Changes in extracellular potassium and calcium concentration and neural activity during prolonged electrical stimulation of the cat cerebral cortex at defined charge densities.

In cats anesthetized with nitrous oxide and halothane, ion-selecting microelectrodes were used to monitor changes in the concentration of potassium [K+]0 and calcium [Ca2+]0 in the extracellular compartment of the cerebral cortex during as long as 4 h of continuous stimulation of the cortical surface. At stimulus charge densities shown to induce only minimal localized histologic changes [20 microC/cm2 . ph at 50 pulses per second (pps)], [K+]0 at a depth of about 750 micrometers underwent only a transient increase at the beginning of stimulation, followed by a rapid return to the prestimulus concentration. [Ca2+]0 was unaffected. At a higher charge density (100 microC/cm2 . ph at 20 pps) there was a rapid transient increase in [K+]0, followed by a more gradual return to a plateau about 1 mM above the prestimulus value. [Ca+]0 usually underwent an initial increase followed by a slow decrease to a plateau value above 0.5 mM. At a charge density of 100 microC/cm2 . ph and 50 pps (shown in histological studies to induce significant neural damage), [Ca2+]0 slowly decreased to near or below 0.5 mM in the middle layers of the cortex.
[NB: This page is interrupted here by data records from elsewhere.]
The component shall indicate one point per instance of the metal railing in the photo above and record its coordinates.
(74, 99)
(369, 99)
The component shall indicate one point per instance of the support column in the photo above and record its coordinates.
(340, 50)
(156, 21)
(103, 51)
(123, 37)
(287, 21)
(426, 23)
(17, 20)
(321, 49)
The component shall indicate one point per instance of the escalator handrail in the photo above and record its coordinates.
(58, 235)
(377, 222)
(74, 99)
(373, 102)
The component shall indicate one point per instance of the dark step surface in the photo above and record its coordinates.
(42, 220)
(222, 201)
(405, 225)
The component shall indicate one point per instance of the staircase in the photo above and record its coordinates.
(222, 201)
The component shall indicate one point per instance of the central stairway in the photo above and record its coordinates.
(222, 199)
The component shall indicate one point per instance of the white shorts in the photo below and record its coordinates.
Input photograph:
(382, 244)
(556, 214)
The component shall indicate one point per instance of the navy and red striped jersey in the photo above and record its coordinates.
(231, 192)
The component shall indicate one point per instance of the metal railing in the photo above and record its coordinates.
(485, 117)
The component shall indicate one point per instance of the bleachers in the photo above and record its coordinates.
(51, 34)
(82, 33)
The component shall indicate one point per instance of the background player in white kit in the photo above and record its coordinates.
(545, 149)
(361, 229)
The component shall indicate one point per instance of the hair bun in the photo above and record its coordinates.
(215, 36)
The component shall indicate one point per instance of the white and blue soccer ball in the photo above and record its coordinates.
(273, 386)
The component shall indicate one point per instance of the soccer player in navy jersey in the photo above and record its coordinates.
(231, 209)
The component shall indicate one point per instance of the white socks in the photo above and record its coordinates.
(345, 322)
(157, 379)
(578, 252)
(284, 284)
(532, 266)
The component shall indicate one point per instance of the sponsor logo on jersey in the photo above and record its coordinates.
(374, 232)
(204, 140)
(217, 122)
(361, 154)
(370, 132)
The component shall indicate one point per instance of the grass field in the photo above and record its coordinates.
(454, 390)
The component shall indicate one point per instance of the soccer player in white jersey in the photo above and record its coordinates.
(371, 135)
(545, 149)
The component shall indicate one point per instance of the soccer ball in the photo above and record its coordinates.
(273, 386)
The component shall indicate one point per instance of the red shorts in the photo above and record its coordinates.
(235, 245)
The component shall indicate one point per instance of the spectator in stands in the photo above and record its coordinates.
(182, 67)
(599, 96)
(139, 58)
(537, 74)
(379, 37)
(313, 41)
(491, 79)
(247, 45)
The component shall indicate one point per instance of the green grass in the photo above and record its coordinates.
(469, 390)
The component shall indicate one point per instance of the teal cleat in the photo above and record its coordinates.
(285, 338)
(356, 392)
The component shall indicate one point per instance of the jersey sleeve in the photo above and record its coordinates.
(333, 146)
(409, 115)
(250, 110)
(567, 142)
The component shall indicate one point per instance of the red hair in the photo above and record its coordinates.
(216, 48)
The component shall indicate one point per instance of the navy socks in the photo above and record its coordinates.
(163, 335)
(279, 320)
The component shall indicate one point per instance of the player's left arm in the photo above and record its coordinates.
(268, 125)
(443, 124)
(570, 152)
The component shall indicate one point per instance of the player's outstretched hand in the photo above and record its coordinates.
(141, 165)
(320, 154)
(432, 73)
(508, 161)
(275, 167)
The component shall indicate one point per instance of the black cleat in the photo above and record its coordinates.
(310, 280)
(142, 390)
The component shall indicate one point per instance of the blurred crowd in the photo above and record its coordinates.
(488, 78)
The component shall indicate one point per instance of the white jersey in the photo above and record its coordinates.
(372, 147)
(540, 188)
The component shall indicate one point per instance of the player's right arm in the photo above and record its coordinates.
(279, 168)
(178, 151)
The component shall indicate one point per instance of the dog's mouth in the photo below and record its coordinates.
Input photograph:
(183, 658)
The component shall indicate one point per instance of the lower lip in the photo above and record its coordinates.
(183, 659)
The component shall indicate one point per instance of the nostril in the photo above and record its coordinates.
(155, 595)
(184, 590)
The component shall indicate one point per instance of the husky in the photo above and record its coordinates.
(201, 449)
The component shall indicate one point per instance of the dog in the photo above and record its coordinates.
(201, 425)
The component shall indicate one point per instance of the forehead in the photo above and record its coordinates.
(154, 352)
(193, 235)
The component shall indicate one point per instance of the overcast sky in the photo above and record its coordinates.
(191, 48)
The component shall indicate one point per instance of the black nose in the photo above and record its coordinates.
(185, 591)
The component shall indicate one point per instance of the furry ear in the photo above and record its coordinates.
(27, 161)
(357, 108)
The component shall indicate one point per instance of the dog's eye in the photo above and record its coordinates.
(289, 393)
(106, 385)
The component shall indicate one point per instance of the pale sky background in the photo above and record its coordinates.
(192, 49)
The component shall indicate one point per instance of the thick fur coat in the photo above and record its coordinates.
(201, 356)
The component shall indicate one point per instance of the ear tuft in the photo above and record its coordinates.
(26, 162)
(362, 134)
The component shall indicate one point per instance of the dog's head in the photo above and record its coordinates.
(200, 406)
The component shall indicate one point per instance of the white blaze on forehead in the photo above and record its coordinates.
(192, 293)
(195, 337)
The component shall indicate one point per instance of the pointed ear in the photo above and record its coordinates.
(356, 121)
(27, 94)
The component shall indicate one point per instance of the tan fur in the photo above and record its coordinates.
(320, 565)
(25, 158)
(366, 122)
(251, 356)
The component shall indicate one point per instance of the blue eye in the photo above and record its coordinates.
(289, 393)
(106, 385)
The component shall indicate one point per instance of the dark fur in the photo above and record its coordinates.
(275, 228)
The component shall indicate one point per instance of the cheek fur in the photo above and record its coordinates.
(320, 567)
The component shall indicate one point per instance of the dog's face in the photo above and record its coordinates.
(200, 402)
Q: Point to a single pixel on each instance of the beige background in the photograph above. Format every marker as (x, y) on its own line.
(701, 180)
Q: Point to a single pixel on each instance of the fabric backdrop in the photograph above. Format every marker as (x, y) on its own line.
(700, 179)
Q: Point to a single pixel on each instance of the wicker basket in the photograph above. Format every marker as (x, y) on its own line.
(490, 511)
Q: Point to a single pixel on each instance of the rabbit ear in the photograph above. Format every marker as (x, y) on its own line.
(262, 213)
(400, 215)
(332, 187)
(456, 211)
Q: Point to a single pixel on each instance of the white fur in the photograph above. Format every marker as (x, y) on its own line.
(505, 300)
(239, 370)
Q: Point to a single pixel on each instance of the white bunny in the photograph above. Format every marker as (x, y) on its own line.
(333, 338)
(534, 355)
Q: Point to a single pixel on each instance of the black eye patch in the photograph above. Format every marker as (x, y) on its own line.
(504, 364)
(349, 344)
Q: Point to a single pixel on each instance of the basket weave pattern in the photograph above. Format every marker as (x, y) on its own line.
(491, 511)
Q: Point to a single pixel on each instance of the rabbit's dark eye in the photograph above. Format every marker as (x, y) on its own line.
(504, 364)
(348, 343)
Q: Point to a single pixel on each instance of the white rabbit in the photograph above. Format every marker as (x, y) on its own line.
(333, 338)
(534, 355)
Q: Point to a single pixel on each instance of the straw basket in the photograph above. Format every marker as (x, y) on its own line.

After 30 to 40 min of stimulation, [K+]0 underwent episodic fluctuations about a plateau value 0.5 to 1 mM above the prestimulus concentration. Simultaneous recordings of the compound action potential in the ipsilateral pyramidal tract indicated that these fluctuations were due to local changes in the excitability of intracortical circuitry conditioned by the intense stimulation. The results have implications for the possible interrelation of the changes in extracellular ionic concentrations and the early stages of stimulation-induced neural damage.